= Clue: The Great Museum Caper =

Clue: The Great Museum Caper, (also known as Galerie der Diebe) was a spinoff of the board game Cluedo (Clue in Canada and the United States). It was produced by Parker Brothers and Waddingtons Games. Clue: The Great Museum Caper was originally produced in 1991, and production ceased soon thereafter. It took place in a museum, and was played with a thief and players. The museum is owned by Mr. Boddy, the murder victim in the original.

==Brief gameplay==
One player takes the role of an invisible thief sneaking through an art museum outfitted with security systems like cameras, motion detectors, and a command center, while the other players collaborate to devise a strategy to catch the culprit. The Great Museum Caper features a 3‑D museum board stocked with miniature art masterpieces that a player must attempt to steal.

The invisible thief sneaks into Mr. Boddy's art museum to steal paintings while the other players—classic Clue characters—work together to track them down. The thief secretly plots each move, trying to escape unnoticed, and the game ends when a character lands on the thief's space and forces a surrender, making it a strategic experience for two to four players ages ten and up. The players take turns playing the thief.
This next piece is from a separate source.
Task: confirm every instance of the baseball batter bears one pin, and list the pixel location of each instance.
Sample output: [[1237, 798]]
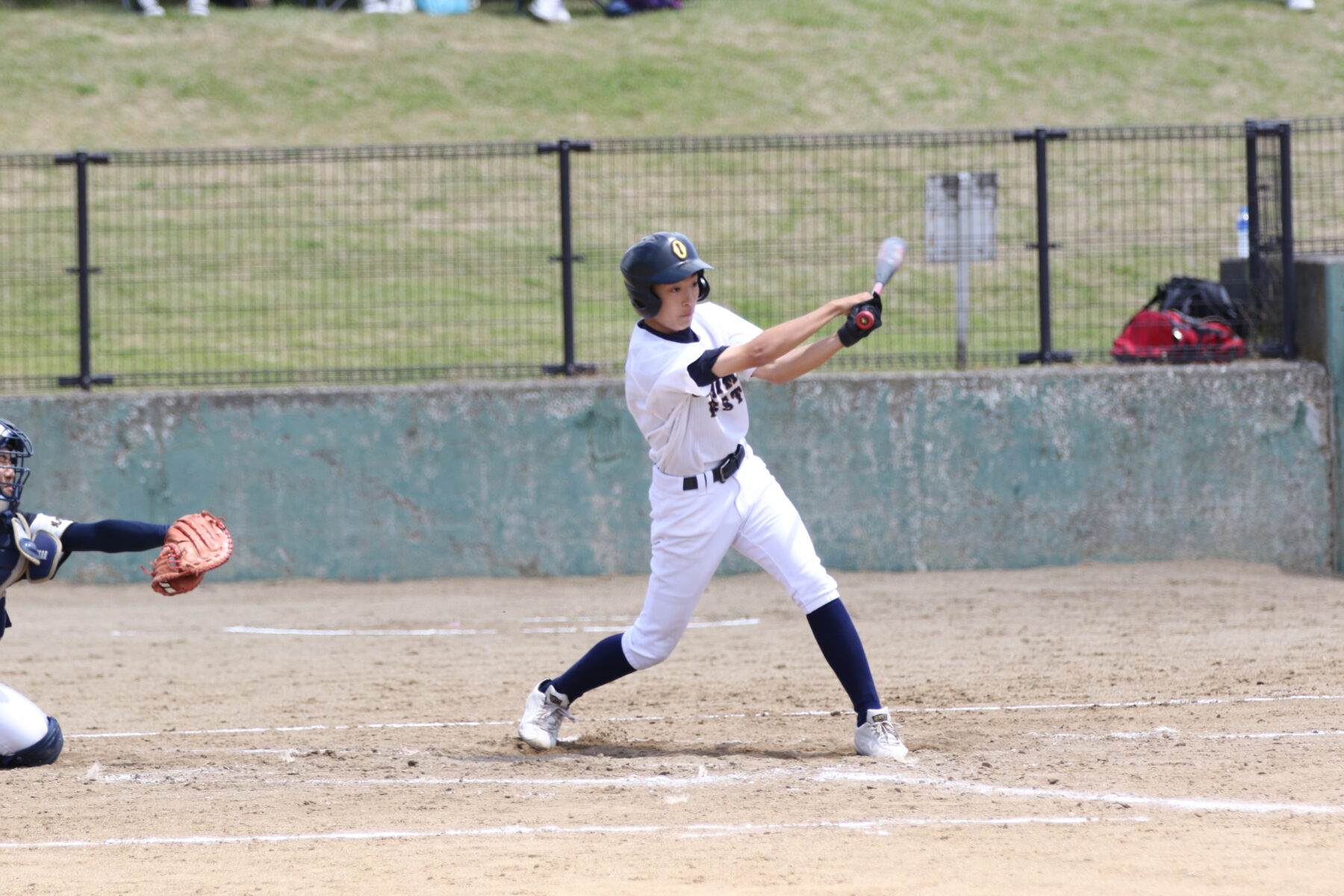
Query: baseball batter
[[685, 385], [33, 547]]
A game takes up to an hour on average to play.
It requires a minimum of two players, with a maximum of four players.
The players attempt to catch the thief before he/she can steal as many paintings as possible and escape.
The players roll two dice: one standard 1-6 die, and a special proprietary die.
The second die contains symbols that represent actions players can take.
The thief can move one, two, or three spaces after each detective's move and tracks his/her pawn separately from the gameboard.
The players win by landing on exactly the same space as the thief.
The thief wins by escaping from the building with as many treasures as possible.
The Rules suggest the thief should acquire at least 3 paintings... maybe more... no less.

==Reception==
The kids magazine Zillions had 26 children test 10 new toys and games for its December 1991-January 1992 issue, and they summed up Clue: The Great Museum Caper as a visually appealing game with a fun 3‑D board but ultimately too complicated, earning a clear thumbs‑down from its kid testers who preferred regular Clue.

Judy Massey for The Winchester Star said that "For game fans who enjoy Clue by Parker Brothers, Clue — The Great Museum Caper can offer hours of fun."